Journal Montag, 2. November 2020 – Wolverine und ich
Dienstag, 3. November 2020Das mit der Putzmannanwesenheit war dann gar kein so großes Problem: Er kam erst nach zwölf. Ich spazierte über den Alten Südfriedhof an die Isar und setzte mich in den Frühlingsanlagen (ich wusste bis dahin nicht, dass sie so heißen) auf ein Bankerl, wo ich eine gute Stunde las.
James Rebanks’ English Pastoral lese ich sehr gern. Ohnehin finde ich es aufregend, seine Entwicklung als Landwirt und die seines Hofs über jetzt doch einige Jahre so nah mitzubekommen. Dass sein Vater kurz vor Veröffentlichung des ersten Buchs A Shepherd’s Life gestorben war, wusste ich; doch wurde mir erst bei der neuen Lektüre erst, dass James Rebanks danach den Hof übernommen hat, jetzt der Bauer war und deshalb all die Veränderungen und Projekte umsetzen konnte, die ich auf Twitter mitverfolge.
Der Tag war bewölkt, aber sehr warm, ich brauchte keine Jacke.
Nachmittags Ersttermin im Schwabinger Reha-Sportstudio. Er startete mit einer Pro-forma-Untersuchung eines Arzts, dann schickte man mich in das Stockwerk mit den Sporträumen, wo ich mich umzog.
Ein Physio-Trainer stellte mein Reha-Programm zusammen. Ich habe wirklich besonderes Glück mit der Einheilung meiner Endoprothese: Der Trainer äußerte sich mehrfach verwundert, welche Übungen er mir nur vier Wochen nach OP auf den Trainingsplan setzen konnte – weil ich sie halt schon problemlos ausführen kann. (Der passende Moment, mich ein winziges Bisschen mit Wolverine zu vergleichen? Adamantium-Titanium / potetoe-potatoe?)
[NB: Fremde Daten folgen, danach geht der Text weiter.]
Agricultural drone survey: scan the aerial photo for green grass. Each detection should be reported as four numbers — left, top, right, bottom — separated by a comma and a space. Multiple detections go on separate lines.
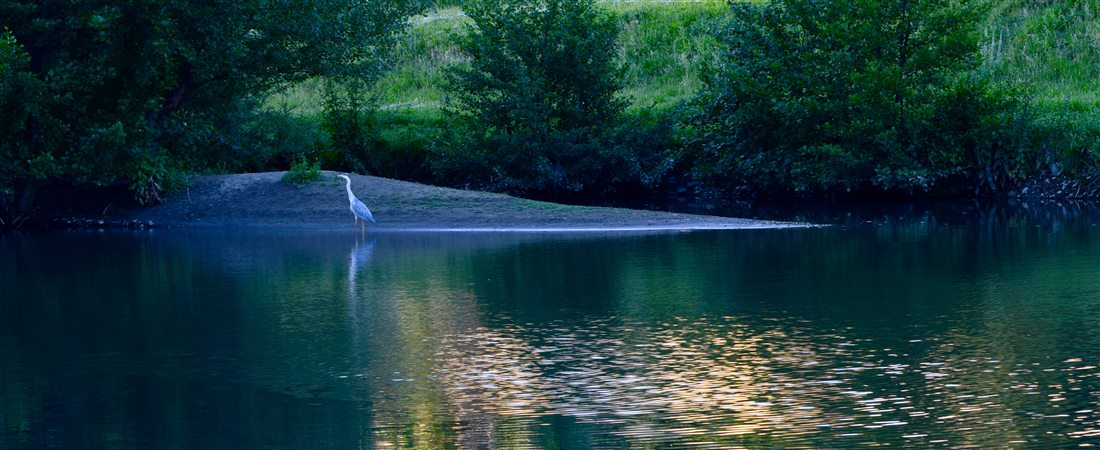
981, 0, 1100, 161
267, 0, 727, 121
267, 0, 1100, 177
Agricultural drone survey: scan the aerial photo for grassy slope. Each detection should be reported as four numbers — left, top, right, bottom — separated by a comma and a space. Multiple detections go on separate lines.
266, 0, 1100, 173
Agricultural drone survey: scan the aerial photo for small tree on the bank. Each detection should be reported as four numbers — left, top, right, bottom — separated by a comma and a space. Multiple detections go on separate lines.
437, 0, 625, 193
0, 0, 418, 217
692, 0, 1032, 191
Das Programm besteht ausschließlich aus Übungen, die ich daheim nicht machen könnte, und diese sind fast durchwegs Wackelübungen (Trainer nennt sowas “Stabilität”). Die fallen mir schon immer ausgesprochen schwer, weswegen ich sie nicht ausstehen kann, was bedeutet, dass ich sie wirklich nötig habe. Darunter sind unter anderem Bodenübungen mit Peziball, Kniebeugen auf der Schnittfläche eines Halbkugelpolsters, Seilzugübungen auf Wackelpolster stehend. Weil, wie der Trainer schnell feststellte, “die reine Kraft hast’ ja schon”.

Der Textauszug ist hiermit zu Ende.